Un multilatéralisme décentré entre le Sahel et les Andes
Le Nigeria renforce son hégémonie en Afrique de l’Ouest en devenant l’interface incontournable des puissances émergentes d’Amérique latine, consolidant son leadership au sein du Sud Global. L’absorption des techniques agronomiques colombiennes (notamment pour le café, le cacao et les cultures de rente tropicales) permettra au Nigeria de densifier son tissu agro-industriel, réduisant sa dépendance aux importations alimentaires et générant des emplois ruraux. Ce maillage horizontal démontre la viabilité d’un multilatéralisme décentré. Les États du Sud s’associent directement pour le transfert d’expertises de souveraineté, s’affranchissant du traditionnel canal Nord-Sud. L’adoption des mécanismes colombiens de gestion de la violence rurale et de justice transitionnelle fournit à l’État nigérian des leviers stratégiques pour neutraliser les racines socio-économiques de ses insurrections armées. Le rapprochement numérique promet de créer un pont technologique entre la bouillonnante « Yabacon Valley » de Lagos et les centres d’innovation andins (Medellín, Bogota), favorisant l’éclosion d’une nouvelle génération de startups afro-latino-américaines. L’implication directe de la BIDC dans la signature de mémorandums d’entente (MoU) avec un État extra-continental constitue un précédent de droit international public, érigeant les banques de développement régionales en acteurs quasi-diplomatiques.
La durabilité politique liée au gouvernement Petro
Derrière l’éclat des déclarations d’intention, de sérieuses zones de friction persistent. La capacité opérationnelle d’APC-Colombia à déployer des programmes complexes de consolidation de la paix dans l’environnement hautement fragmenté et corrompu du Nigeria reste une inconnue majeure. L’investigation se heurte également à l’opacité entourant les volumes financiers exacts que l’État colombien est prêt à injecter directement, hors mécanismes multilatéraux, pour soutenir ces ambitions de transfert technologique. De surcroît, la durabilité politique de cette alliance est intrinsèquement liée à la pérennité du gouvernement Petro. Une alternance politique à Bogota pourrait reléguer l’« Estrategia África » au rang d’anecdote historique, menaçant l’achèvement des projets à long terme.
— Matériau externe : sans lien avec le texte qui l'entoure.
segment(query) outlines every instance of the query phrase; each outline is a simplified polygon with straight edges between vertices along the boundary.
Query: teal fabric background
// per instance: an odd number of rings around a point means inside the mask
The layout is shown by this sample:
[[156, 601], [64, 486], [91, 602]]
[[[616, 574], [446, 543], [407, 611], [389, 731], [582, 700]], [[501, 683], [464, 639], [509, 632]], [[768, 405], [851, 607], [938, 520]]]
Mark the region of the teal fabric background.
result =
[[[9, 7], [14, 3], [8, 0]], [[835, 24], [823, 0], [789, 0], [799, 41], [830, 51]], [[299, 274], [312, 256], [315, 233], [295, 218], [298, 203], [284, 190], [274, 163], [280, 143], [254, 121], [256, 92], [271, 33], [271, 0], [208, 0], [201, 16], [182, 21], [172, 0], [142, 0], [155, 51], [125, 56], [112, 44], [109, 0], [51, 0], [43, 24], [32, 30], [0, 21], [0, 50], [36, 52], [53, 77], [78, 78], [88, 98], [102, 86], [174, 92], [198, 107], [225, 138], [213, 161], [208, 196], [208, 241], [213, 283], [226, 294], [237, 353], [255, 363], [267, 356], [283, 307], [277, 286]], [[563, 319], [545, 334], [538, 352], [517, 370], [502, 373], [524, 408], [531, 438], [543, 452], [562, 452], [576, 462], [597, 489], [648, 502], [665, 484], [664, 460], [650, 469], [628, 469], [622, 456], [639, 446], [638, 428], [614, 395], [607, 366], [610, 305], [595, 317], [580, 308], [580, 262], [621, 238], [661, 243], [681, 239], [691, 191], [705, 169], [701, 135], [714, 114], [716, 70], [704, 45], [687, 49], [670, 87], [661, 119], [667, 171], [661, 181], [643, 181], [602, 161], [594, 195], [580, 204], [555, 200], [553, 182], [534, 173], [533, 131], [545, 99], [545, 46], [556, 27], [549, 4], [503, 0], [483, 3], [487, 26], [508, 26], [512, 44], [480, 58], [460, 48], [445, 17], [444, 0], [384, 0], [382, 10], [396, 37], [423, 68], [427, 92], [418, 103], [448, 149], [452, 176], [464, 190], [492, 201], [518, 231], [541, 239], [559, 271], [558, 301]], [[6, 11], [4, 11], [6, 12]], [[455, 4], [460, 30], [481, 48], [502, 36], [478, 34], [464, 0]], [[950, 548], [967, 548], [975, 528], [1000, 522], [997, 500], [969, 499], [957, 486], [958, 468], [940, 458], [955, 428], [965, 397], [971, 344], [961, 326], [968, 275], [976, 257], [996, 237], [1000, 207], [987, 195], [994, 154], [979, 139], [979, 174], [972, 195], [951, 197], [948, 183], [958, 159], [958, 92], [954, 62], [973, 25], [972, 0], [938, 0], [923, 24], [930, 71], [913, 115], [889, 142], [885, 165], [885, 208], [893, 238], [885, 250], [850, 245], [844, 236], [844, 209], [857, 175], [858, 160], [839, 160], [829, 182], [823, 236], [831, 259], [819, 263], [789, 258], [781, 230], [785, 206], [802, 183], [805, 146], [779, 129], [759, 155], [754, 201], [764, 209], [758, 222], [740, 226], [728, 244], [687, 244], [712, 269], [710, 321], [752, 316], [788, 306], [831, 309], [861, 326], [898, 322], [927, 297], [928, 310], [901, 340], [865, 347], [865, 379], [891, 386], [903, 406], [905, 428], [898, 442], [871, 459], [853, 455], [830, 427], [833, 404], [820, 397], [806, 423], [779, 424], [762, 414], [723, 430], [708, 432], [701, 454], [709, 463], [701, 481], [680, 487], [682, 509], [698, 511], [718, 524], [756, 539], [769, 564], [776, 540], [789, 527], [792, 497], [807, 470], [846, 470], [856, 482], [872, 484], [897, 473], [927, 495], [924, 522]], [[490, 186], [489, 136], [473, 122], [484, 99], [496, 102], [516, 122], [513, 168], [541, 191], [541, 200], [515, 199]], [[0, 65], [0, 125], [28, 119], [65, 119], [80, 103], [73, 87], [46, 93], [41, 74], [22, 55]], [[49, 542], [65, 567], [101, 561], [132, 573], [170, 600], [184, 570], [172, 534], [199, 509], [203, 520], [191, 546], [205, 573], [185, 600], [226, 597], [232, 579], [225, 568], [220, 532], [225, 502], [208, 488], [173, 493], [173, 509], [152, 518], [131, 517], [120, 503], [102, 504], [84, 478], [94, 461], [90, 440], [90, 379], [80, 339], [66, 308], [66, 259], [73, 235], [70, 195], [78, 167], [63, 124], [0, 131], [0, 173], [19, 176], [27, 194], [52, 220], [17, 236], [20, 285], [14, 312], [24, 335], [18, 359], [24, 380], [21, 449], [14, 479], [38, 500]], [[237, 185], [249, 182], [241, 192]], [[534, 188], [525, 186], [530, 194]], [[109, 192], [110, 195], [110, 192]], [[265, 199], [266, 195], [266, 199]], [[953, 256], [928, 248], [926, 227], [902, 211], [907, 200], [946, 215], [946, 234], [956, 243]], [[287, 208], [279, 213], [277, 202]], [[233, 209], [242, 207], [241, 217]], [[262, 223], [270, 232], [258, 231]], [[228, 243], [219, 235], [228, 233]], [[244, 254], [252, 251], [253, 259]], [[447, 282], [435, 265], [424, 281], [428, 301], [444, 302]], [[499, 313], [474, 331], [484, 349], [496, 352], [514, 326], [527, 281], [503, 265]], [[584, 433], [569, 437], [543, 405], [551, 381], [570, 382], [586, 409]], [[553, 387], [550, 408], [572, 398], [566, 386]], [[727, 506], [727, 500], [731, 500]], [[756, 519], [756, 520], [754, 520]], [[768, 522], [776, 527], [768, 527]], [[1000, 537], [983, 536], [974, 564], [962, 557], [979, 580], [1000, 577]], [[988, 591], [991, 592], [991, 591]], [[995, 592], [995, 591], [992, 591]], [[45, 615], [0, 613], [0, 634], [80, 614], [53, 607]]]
Le test de vérité de la visite du président de la BIDC
L’axe stratégique Colombie-Nigeria préfigure une mutation profonde de la géopolitique des pays du Sud. En fusionnant l’ingénierie financière de la CEDEAO, l’expertise pacifique andine et le poids démographique nigérian, ce partenariat pose les jalons d’une coopération de souveraineté. À court terme, la visite officielle du président de la BIDC, le Dr George Agyekum Donkor, prévue en Colombie en mars 2026, agira comme un test de vérité : de la signature d’engagements budgétaires fermes dépendra la crédibilité de l’initiative. Si les mécanismes de résilience agricole et de justice transitionnelle font leurs preuves au Nigeria, ce modèle de coopération transversale s’imposera irrémédiablement comme la nouvelle norme diplomatique pour l’ensemble du continent africain face aux défis du XXIe siècle.